El Gobierno porteño concluyó las obras de renovación integral del antiguo Velódromo Belisario Roldán, ubicado dentro del Parque Tres de Febrero, en Palermo. La intervención abarcó más de 42.000 metros cuadrados de espacio público e incluyó mejoras en infraestructura deportiva, incorporación de nuevos sectores recreativos y una transformación completa del entorno urbano. Según informaron desde la Ciudad, el proyecto impactará de manera directa en más de 100.000 vecinos.

La obra fue desarrollada en conjunto por el Ministerio de Espacio Público y la Comuna 14, con el objetivo de recuperar un lugar emblemático de la actividad deportiva porteña y reintegrarlo al circuito de parques y espacios verdes de la zona. Entre los trabajos realizados se destacan la restauración del acceso histórico original, la reorganización del tránsito vehicular y del estacionamiento, además de la creación de senderos que conectan con los recorridos aeróbicos existentes.

Recuperación de la pista y nuevos sectores deportivos

Uno de los principales ejes de la intervención fue la restauración de los 3.500 metros cuadrados correspondientes a los peraltes de la antigua pista del velódromo, es decir, las curvas inclinadas características del circuito. Allí se realizaron mejoras integrales en la superficie, trabajos de pintura y restauración de las estructuras metálicas originales.

El nuevo predio también incorpora una cancha de beach volley de 605 metros cuadrados preparada para competencias oficiales nacionales e internacionales. Además, se reacondicionó el bowl de skate mediante trabajos sobre 500 metros cuadrados de superficie, con correcciones estructurales y mejoras en las terminaciones para reforzar la seguridad y optimizar su uso deportivo.

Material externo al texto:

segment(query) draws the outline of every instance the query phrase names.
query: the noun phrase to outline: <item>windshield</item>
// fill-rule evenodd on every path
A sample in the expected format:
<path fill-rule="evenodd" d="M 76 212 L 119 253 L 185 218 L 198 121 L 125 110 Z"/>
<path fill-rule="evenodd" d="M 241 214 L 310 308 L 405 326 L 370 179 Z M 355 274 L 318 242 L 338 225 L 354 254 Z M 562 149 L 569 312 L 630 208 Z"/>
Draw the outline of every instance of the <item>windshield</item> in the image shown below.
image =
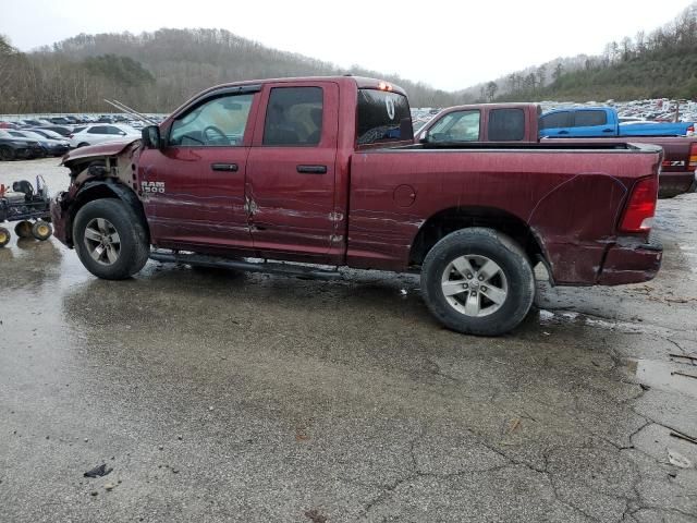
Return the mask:
<path fill-rule="evenodd" d="M 406 96 L 377 89 L 358 89 L 358 145 L 413 139 Z"/>

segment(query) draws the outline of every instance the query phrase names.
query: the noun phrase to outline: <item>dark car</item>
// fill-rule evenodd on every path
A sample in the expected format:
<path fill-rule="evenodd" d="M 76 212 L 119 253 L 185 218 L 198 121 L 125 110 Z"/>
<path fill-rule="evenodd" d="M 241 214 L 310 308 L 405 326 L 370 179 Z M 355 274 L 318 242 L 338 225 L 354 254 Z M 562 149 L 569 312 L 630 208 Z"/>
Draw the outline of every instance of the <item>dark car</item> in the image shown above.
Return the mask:
<path fill-rule="evenodd" d="M 34 131 L 8 131 L 8 134 L 17 137 L 26 138 L 29 141 L 36 141 L 44 148 L 42 156 L 63 156 L 70 150 L 70 143 L 66 139 L 47 138 L 40 133 Z"/>
<path fill-rule="evenodd" d="M 44 155 L 44 148 L 38 142 L 12 136 L 5 130 L 0 130 L 0 160 L 38 158 Z"/>

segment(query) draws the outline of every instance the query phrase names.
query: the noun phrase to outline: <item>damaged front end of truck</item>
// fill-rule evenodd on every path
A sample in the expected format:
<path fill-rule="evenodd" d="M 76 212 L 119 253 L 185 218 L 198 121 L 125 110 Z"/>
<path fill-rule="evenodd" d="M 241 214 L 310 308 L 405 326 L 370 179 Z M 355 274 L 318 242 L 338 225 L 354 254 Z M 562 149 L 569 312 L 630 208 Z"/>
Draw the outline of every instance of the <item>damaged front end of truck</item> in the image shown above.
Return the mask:
<path fill-rule="evenodd" d="M 81 147 L 66 154 L 61 165 L 70 169 L 70 185 L 51 200 L 56 238 L 73 247 L 73 220 L 77 210 L 97 198 L 119 198 L 138 214 L 137 165 L 140 139 Z"/>

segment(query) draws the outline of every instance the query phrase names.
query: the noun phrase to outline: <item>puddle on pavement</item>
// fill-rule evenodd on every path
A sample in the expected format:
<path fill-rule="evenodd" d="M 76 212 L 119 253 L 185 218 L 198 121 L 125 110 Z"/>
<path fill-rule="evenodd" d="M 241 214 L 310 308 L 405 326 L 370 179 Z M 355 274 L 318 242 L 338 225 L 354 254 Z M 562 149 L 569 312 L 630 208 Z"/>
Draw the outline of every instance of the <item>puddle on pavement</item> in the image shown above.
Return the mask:
<path fill-rule="evenodd" d="M 697 365 L 688 363 L 628 360 L 627 368 L 637 381 L 661 390 L 682 392 L 697 398 Z M 694 376 L 694 377 L 690 377 Z"/>
<path fill-rule="evenodd" d="M 588 316 L 583 313 L 576 313 L 574 311 L 547 311 L 545 308 L 539 309 L 540 324 L 576 324 L 584 326 L 598 327 L 608 330 L 620 330 L 628 333 L 646 333 L 653 331 L 648 326 L 640 324 L 634 324 L 631 321 L 623 321 L 620 319 L 602 319 L 599 317 Z"/>

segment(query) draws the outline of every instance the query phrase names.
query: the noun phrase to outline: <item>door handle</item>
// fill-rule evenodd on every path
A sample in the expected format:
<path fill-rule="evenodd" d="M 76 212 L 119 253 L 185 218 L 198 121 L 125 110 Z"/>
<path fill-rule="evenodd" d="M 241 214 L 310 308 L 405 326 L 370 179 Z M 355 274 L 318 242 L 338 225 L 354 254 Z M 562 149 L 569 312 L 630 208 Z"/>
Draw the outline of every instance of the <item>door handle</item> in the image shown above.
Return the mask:
<path fill-rule="evenodd" d="M 237 172 L 236 163 L 211 163 L 210 168 L 213 171 Z"/>
<path fill-rule="evenodd" d="M 301 174 L 327 174 L 327 166 L 297 166 Z"/>

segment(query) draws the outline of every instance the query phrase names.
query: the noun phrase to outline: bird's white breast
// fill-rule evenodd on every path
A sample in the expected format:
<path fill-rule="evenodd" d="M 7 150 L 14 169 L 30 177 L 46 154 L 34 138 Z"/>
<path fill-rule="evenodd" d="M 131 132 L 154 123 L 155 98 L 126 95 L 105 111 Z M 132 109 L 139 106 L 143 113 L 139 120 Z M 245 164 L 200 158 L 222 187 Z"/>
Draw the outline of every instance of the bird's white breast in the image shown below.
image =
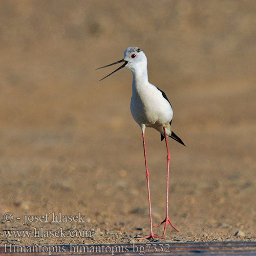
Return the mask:
<path fill-rule="evenodd" d="M 173 112 L 162 93 L 150 83 L 133 83 L 131 111 L 135 121 L 141 126 L 152 127 L 169 123 Z"/>

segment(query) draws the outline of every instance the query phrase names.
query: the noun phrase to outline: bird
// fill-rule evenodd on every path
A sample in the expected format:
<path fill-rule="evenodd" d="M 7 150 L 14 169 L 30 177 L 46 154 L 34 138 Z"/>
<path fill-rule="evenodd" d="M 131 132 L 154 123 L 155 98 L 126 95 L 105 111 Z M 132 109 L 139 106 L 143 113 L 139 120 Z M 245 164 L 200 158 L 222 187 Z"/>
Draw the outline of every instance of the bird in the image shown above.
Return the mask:
<path fill-rule="evenodd" d="M 100 80 L 106 78 L 123 68 L 132 71 L 133 75 L 132 85 L 132 97 L 131 100 L 130 109 L 132 115 L 135 121 L 141 129 L 143 144 L 144 156 L 146 169 L 146 177 L 147 185 L 148 206 L 150 222 L 150 234 L 145 237 L 137 238 L 139 239 L 166 239 L 164 237 L 156 236 L 153 232 L 153 227 L 165 223 L 163 234 L 164 236 L 168 224 L 175 230 L 178 229 L 173 225 L 168 215 L 168 189 L 170 155 L 167 141 L 167 137 L 170 137 L 180 144 L 185 144 L 172 130 L 172 121 L 173 111 L 169 100 L 164 92 L 148 82 L 147 75 L 147 60 L 143 51 L 139 47 L 129 47 L 124 51 L 124 57 L 120 60 L 104 66 L 97 69 L 106 68 L 119 63 L 123 64 L 116 70 Z M 152 224 L 152 214 L 150 189 L 150 173 L 147 168 L 147 161 L 145 140 L 146 127 L 153 127 L 159 132 L 161 140 L 165 140 L 167 150 L 167 185 L 166 185 L 166 215 L 163 221 L 154 226 Z"/>

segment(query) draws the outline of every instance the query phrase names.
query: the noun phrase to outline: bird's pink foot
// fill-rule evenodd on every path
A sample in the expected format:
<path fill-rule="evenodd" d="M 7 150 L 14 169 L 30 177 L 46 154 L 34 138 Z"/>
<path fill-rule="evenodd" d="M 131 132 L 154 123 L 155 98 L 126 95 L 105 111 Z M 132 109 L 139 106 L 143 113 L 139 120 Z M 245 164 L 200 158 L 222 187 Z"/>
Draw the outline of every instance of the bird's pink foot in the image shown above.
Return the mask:
<path fill-rule="evenodd" d="M 151 234 L 147 237 L 145 237 L 144 238 L 136 238 L 136 239 L 155 239 L 156 238 L 166 239 L 165 238 L 162 237 L 159 237 L 159 236 L 156 236 L 155 234 L 154 234 L 153 232 L 151 232 Z"/>
<path fill-rule="evenodd" d="M 168 217 L 168 216 L 166 216 L 165 219 L 162 222 L 161 222 L 161 223 L 159 223 L 159 224 L 156 225 L 153 227 L 158 227 L 158 226 L 160 226 L 163 223 L 164 223 L 164 222 L 165 222 L 165 224 L 164 225 L 164 229 L 163 230 L 163 236 L 164 236 L 164 234 L 165 233 L 165 231 L 166 231 L 167 225 L 168 224 L 170 225 L 170 226 L 174 229 L 175 229 L 177 231 L 179 232 L 179 230 L 172 224 L 172 222 L 170 222 L 170 219 L 169 219 L 169 217 Z"/>

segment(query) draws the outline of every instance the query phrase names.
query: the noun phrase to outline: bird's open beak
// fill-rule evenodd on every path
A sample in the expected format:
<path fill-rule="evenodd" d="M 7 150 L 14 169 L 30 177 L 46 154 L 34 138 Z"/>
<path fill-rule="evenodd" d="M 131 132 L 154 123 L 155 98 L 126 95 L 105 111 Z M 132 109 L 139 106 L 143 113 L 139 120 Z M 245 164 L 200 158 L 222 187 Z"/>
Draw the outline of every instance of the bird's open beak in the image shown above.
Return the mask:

Espacios recreativos y paisajismo

Dentro del área renovada se incorporaron 480 metros cuadrados de juegos recreativos con propuestas pensadas para distintas edades. El sector incluye estructuras de escalada, redes trepadoras, semiesferas de caucho y pisos de seguridad fabricados con materiales amortiguantes.

También se sumaron bancos y áreas de descanso, nueva señalización en el acceso sobre la avenida Figueroa Alcorta y un rediseño paisajístico con árboles y especies herbáceas destinado a generar sombra y mejorar las condiciones ambientales del predio.

Mejoras urbanas e infraestructura del entorno

Las tareas realizadas en los alrededores incluyeron la renovación de veredas mediante hormigón intertrabado, la construcción de calles de convivencia para peatones y vehículos y la repavimentación de casi 10.000 metros cuadrados sobre la calle Belisario Roldán.

En materia de iluminación, se instalaron más de 2.100 metros de tendido eléctrico nuevo, junto con 78 columnas y 53 farolas para reforzar la visibilidad y la seguridad en senderos y accesos.

Asimismo, el sistema de drenaje fue completamente actualizado con la incorporación de nuevos conductos pluviales, sumideros y cámaras de inspección, buscando mejorar el escurrimiento del agua y disminuir el riesgo de anegamientos durante lluvias intensas.

Con esta intervención, la Ciudad apunta a consolidar un espacio público renovado, accesible y orientado tanto a la práctica deportiva como a las actividades recreativas y de encuentro vecinal.